# What did i get my hands on?



## Evert (Feb 4, 2018)

Hi There,
I have bought myself a smoker from a guy that had one standing around behind a pile of rubbish. I got it for $35,- so whatever it is, the world isnot gonna end if its not great ;)

The thing is i like this smoker, its really heavy and made out of thick steel. Nothing compared to the sheetmetal chinese stuff you can buy here in the Netherlands. Unless you spend a lot of money ofcourse for a real thick steel smoker

So i have been studying this forum quite a lot and i found a lot of information but i could not find anthing about this specific smoker. First i thought i bought a New Brounfels looking at the build itself eventhough the logo says CharbBroil. Studying this site i suddenly realised this thing is not a standard offstsmoker it looks more like a Hybrid type of thing. A mix between a smoker and a regular charcoalgrill.

Anyway like i said i like it and i am going to do some restoration on this in the summer. I have to wait cause i am recovering from a car accident right now.

My biggest question for now is if anyone can tell me the model of this smoker and who has tips on improving it? I havent lit it up yet so i will do that first the way it is right now...lets see how many leaks it has.

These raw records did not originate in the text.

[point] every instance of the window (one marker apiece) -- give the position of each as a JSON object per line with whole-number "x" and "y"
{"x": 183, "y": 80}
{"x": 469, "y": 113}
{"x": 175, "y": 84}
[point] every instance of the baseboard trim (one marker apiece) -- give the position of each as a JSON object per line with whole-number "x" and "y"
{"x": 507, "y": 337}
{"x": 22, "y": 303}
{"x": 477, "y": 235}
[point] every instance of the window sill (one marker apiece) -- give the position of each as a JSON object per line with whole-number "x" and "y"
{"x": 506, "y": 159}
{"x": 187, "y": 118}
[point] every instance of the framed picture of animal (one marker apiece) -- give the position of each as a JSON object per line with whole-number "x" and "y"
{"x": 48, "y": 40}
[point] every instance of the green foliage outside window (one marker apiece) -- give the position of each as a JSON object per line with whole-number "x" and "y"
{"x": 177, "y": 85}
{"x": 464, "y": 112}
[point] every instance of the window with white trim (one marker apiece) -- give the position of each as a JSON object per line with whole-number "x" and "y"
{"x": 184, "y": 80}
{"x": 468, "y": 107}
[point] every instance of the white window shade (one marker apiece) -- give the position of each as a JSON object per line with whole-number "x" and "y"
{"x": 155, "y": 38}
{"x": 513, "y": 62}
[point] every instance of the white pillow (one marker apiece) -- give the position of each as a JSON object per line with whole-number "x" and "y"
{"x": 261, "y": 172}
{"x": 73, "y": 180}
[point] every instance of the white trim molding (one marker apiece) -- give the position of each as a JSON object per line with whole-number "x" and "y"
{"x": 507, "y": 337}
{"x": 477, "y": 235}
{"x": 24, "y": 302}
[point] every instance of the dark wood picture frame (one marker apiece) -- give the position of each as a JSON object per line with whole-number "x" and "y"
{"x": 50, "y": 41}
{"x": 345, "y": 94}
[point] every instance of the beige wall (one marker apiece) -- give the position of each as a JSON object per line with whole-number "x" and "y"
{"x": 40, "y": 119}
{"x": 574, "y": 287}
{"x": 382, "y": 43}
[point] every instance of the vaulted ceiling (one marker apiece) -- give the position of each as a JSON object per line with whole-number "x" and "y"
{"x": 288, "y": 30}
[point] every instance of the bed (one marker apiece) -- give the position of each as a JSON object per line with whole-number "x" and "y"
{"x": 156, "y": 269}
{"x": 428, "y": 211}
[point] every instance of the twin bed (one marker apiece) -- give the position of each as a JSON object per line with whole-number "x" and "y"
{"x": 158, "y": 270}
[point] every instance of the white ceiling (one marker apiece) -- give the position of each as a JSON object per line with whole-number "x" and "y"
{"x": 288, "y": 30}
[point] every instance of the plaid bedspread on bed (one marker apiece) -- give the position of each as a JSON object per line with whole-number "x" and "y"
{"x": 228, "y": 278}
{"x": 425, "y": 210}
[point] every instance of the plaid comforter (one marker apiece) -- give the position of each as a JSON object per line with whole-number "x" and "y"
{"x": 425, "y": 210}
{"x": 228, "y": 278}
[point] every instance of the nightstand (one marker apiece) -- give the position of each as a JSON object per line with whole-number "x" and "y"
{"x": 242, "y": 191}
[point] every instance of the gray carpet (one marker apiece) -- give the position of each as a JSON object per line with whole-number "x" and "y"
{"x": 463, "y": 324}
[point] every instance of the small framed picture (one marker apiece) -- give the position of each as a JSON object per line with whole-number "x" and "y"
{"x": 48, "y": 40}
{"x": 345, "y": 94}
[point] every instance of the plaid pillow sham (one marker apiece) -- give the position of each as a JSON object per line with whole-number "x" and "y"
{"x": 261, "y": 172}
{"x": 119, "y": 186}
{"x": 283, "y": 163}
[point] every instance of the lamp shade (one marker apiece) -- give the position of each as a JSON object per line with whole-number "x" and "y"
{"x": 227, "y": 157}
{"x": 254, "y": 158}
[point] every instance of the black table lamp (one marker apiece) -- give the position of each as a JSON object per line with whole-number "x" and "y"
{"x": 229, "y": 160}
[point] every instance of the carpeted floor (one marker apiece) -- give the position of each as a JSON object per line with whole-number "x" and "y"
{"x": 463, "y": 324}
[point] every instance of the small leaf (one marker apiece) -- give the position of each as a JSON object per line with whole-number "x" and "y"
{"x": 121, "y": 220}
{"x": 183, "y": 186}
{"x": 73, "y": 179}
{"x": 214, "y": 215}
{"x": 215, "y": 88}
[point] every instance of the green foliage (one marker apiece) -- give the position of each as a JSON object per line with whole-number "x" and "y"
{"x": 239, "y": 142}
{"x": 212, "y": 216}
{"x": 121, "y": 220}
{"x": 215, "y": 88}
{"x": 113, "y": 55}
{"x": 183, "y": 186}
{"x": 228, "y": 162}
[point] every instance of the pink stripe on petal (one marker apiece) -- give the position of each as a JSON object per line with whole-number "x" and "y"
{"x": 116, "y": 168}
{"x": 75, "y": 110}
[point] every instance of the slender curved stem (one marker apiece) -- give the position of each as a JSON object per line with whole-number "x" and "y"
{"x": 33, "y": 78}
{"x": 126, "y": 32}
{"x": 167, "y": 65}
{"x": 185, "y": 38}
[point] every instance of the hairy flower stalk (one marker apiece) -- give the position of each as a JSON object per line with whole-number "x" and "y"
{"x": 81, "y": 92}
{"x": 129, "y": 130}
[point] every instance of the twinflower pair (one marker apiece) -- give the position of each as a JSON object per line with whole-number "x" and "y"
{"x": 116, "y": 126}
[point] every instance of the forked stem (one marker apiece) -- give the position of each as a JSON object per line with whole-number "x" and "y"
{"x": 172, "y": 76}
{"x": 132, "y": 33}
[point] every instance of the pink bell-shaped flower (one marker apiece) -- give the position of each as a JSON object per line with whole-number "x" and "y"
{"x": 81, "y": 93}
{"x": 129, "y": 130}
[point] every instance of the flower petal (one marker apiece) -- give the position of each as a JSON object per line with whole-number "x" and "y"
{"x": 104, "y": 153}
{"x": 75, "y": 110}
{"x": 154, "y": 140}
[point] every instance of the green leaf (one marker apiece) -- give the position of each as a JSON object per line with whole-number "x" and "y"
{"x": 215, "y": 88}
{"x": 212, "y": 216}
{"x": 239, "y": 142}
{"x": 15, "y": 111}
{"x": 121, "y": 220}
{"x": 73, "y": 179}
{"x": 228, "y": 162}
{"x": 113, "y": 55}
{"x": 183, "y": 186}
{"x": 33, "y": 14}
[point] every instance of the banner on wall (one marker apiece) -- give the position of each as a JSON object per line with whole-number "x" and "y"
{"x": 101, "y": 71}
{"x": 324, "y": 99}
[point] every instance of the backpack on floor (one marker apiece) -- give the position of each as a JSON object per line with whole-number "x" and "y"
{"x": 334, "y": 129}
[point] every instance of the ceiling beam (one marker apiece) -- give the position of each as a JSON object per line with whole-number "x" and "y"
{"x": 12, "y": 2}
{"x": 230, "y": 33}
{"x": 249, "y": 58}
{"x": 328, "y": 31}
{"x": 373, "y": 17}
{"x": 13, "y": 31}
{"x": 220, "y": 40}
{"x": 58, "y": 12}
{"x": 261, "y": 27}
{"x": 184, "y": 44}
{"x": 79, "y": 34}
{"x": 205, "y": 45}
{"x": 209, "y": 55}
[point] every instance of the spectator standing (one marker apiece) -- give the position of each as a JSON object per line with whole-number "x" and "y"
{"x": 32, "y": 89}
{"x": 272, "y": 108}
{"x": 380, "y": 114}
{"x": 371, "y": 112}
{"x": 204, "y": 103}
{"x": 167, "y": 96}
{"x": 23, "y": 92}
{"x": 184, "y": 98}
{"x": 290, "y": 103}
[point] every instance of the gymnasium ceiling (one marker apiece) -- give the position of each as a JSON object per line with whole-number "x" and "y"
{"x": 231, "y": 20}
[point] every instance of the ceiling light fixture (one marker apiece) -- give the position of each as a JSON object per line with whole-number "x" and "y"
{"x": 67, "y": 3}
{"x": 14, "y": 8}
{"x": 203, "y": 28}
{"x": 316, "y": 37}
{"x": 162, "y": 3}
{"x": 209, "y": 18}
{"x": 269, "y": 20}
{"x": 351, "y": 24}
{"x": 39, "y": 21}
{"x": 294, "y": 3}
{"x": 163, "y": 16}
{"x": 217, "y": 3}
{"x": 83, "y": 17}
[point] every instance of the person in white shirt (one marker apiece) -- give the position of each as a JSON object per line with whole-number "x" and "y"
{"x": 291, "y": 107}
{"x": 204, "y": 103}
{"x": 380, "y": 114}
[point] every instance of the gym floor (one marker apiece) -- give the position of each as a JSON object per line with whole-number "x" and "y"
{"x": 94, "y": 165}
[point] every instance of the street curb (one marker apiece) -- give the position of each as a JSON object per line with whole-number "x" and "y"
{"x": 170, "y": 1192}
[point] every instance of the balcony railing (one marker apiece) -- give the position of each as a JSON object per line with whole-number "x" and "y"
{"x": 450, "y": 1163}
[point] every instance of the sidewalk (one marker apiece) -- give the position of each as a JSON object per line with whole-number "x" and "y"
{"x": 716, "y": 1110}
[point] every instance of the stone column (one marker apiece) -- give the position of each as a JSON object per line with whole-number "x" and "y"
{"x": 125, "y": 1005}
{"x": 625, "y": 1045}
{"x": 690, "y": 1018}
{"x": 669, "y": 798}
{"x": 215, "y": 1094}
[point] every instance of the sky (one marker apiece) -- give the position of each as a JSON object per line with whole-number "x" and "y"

Anyway here are a dozen of pictures and i hope someone can enlighten me on what i actually bought???


----------



## radio (Feb 4, 2018)

Looks like a dandy smoker!  I have never seen one quite like it, but hopefully someone else on here has more info.  Looks like some cleaning and high temp silicone to seal the doors and a heat deflector and tuning plates will have you off and running.  
Hope you recover soon from the accident and cook some great Q with it!


----------



## gmc2003 (Feb 4, 2018)

Looks like an older Char-broil. You'll want to fire it up with a couple of chunks of wood to see where it leaks(and try to seal up the bad leaks). Also research charcoal baskets. You should be able to put out some good food on it once you learn it's idiosyncrasies. Lots of info on modding smokers like that or similar.

Chris


----------



## Evert (Feb 6, 2018)

Yes i gave it a little try today and started a small fire just to see how it would behave. Eventhough its is freezing here i did manage to get it steady at around 250 degrees without too much hassling. But i am now determined to finetune this thing! Cause boy o boy am i glad this is not a submarine!!! It is leaking pretty badly allover so i have something to play with in the coming weeks ;). I'll try to upload a small movie so you can see what i mean.....


----------



## Evert (Feb 6, 2018)

Here's avideo where you can see the leakage via the toplid. That'll be hard to fix as the cover falls over the cooking chamber instead of on top of the chamber.....





and here's a pic


----------



## HalfSmoked (Feb 6, 2018)

Go on the char broil web sight and you should be able to find info on this smoker. I have seen this smoker in stores before. Good luck with it.

Warren


----------



## Evert (Feb 9, 2018)

Thanks to a very fast and helpful response from the Char broil Customer Support I found out that my smoker is a Char Broil 03202900 Quickset.
It was selling in the US and Canada in 2006. That means it was indeed imported to Germany/The Netherlands later on.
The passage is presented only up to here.